And given the discontent of Saskatchewan people over this sale, the Wall Government now has an opening thanks to the issue resting with the Federal Government. In 2011, come the next election, the Wall Government can now have a 'feather in their cap' by talking about how they were against the sale of PotashCorp (should the sale be approved) and how they openly spoke out against it...

At the same time, they'll leave out the part where they dragged their feet for months on whether or not to support the deal, while the Saskatchewan New Democrats spoke out against the deal the moment people became aware of it. It's a dastardly political trick, and sadly, it's one that will work unless the majority of people in Saskatchewan were paying enough attention.

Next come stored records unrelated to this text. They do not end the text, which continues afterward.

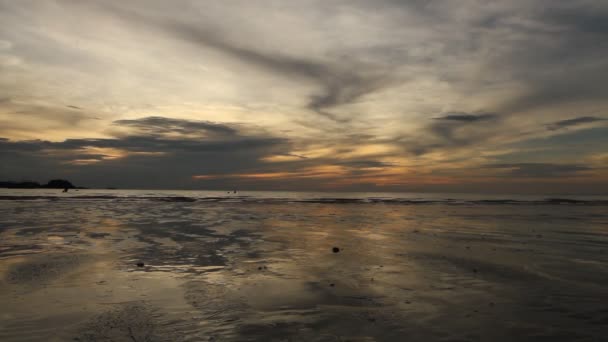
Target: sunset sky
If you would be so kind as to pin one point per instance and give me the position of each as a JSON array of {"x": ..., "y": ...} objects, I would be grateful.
[{"x": 471, "y": 96}]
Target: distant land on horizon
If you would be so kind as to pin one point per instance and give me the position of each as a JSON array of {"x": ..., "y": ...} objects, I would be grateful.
[{"x": 52, "y": 184}]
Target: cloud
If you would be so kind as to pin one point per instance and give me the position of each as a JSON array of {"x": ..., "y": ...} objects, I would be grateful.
[
  {"x": 147, "y": 157},
  {"x": 452, "y": 130},
  {"x": 156, "y": 125},
  {"x": 340, "y": 82},
  {"x": 540, "y": 170},
  {"x": 466, "y": 117},
  {"x": 573, "y": 122}
]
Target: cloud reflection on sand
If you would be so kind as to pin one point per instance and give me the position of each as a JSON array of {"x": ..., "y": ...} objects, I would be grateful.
[{"x": 260, "y": 271}]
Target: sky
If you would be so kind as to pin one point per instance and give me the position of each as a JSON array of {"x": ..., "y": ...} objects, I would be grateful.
[{"x": 327, "y": 95}]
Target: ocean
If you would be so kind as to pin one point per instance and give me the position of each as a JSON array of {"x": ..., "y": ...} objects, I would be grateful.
[{"x": 148, "y": 265}]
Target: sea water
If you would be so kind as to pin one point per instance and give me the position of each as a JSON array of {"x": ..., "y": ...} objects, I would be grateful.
[{"x": 142, "y": 265}]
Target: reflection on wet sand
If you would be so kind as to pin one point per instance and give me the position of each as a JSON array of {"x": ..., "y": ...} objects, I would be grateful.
[{"x": 222, "y": 271}]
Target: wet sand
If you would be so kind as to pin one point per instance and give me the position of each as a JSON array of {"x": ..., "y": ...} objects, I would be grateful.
[{"x": 267, "y": 272}]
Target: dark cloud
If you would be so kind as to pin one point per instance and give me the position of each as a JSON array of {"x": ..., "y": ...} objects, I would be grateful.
[
  {"x": 145, "y": 158},
  {"x": 540, "y": 170},
  {"x": 156, "y": 125},
  {"x": 573, "y": 122},
  {"x": 365, "y": 164},
  {"x": 341, "y": 82},
  {"x": 466, "y": 117},
  {"x": 559, "y": 55},
  {"x": 452, "y": 130}
]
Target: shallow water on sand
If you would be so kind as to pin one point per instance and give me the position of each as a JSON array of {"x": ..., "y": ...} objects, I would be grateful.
[{"x": 222, "y": 271}]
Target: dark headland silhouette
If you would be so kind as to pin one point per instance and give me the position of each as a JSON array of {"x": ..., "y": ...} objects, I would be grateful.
[{"x": 52, "y": 184}]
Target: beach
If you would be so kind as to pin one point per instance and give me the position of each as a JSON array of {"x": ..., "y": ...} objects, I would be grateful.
[{"x": 196, "y": 266}]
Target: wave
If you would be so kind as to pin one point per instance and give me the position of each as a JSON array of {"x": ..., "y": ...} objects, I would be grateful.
[{"x": 323, "y": 200}]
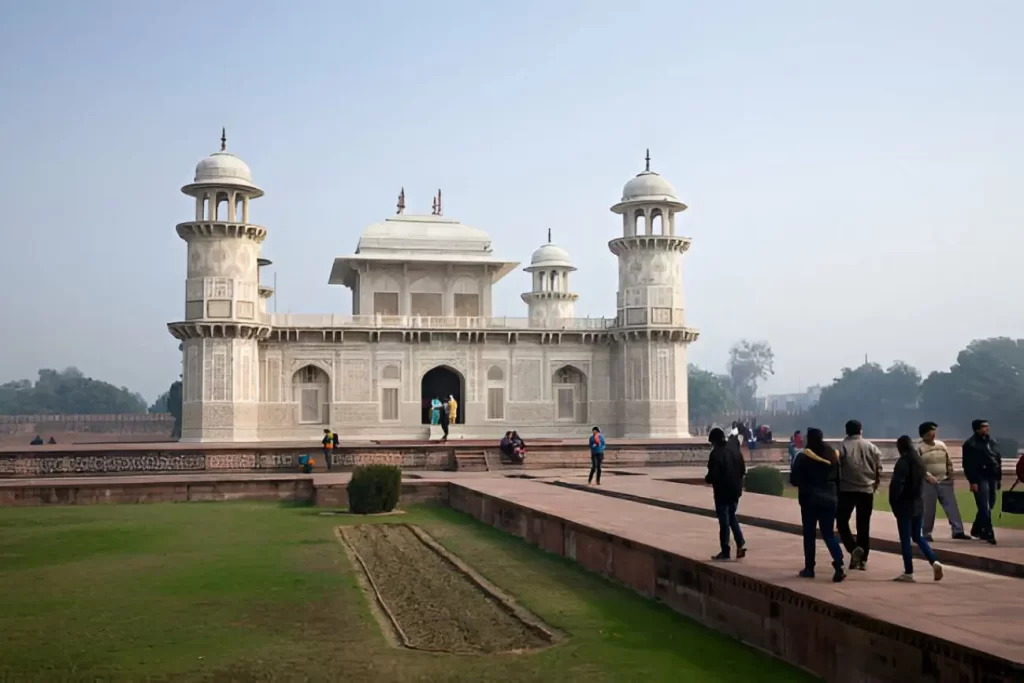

Ultimately, the Wall Government has found a way out of this issue. They are free to speak against it, and gain popular support for being against the sale, while also being free of any actual responsibility in regards to the sale.

The fact of the matter is this: The potash of Saskatchewan belongs to the people of Saskatchewan. As such, the development of this resource should be done in a manner which will ensure that the people of Saskatchewan benefit more than a company's bottom line. We should be bringing jobs into Saskatchewan, as opposed to worrying that many of the top jobs would be exported to Australia or the United States.

The people of Saskatchewan deserve to have a say in how our resources are developed, refined, and used. And sadly, that seems to be a sensible idea that the Wall Government has simply chosen to ignore.